Rene Girard, a tremendous and eclectic intellect, was not a Christian when working on his first book as a lecturer at John Hopkins, but it was through his literary studies that he came to a faith in Christ. The following is an excerpt from this first book, Deceit, Desire and the Novel, with a few of my comments interspersed.
"All types of structural thinking assume that human reality is intelligeible; it is a logos and, as such, it is an incipient logic, or it degrades itself into a logic."
[Girard is saying this in the context of a discussion of triangular desire, which is basically envy. It is different than the less complex desire between an subject and object. The envier surrenders the individual's "fundamental prerogative", the choice of the object of his own desire. Instead the desire for an object is mediated by another who's desire for the object they imitate. Thus the desire has become triangular and "structural."]
"It can thus be systematized, at least up to a point, however unsystematic, irrational, and chaotic it may aoppear even to those who operate the system. A basic contention of this essay is that the great writers apprehend intuitively and concretely, through the medium of their art, if not formally, the system in which they were first imprisoned together with their contemporaries."
[This reminds me of Plato's account of Socrates testing the wisdom of the poets and finding that they apprehended intuitively things that they were not able to explain but only represent in their verse, but they thought they knew more than they did about the things they intuitively felt through their verse.

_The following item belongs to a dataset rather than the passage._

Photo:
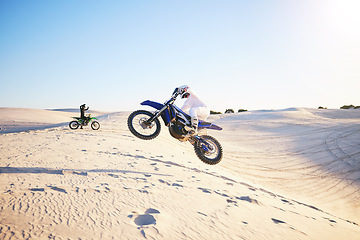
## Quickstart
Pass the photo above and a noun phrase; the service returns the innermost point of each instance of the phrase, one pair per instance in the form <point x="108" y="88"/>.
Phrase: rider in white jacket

Socrates came to the conclusion that he would rather be ignorant of what they knew and know that he didn't know than to know what they knew and think that he knew more than that when he did not.
But also Girard's point about the artists' imprisonment with contemporaries and an implied degree of transcendance from this imprisonment by the artists in their intuitive correspondence and apprehension of logos, the feeding on logos, the Lord's supper of knowledge, is more of a positive affirmation than Socrates seems to give].
Now here it is, Girard's bold statement of the goal of literary criticism, having laid some preliminary explanation:
"Literary interpretation must be systematic because it is the continuation of literature. It should formalize implicit or already half-explicit systems. To maintain that criticism will never be systematic is to maintain that it will never be real knowledge. The value of critical thought depends not on how cleverly it manages to diguise its own systematic nature or on how much fundamental issues it manages to shirk or to dissolve but on how much literary substance it really embraces, comprehends, and makes articulate. The goal may be too ambitious but it is not outside the scope of literary cristicism. It is the very essence of literary criticism. Failure to reach it should be condemned, but not the attempt. Everything else has already been done."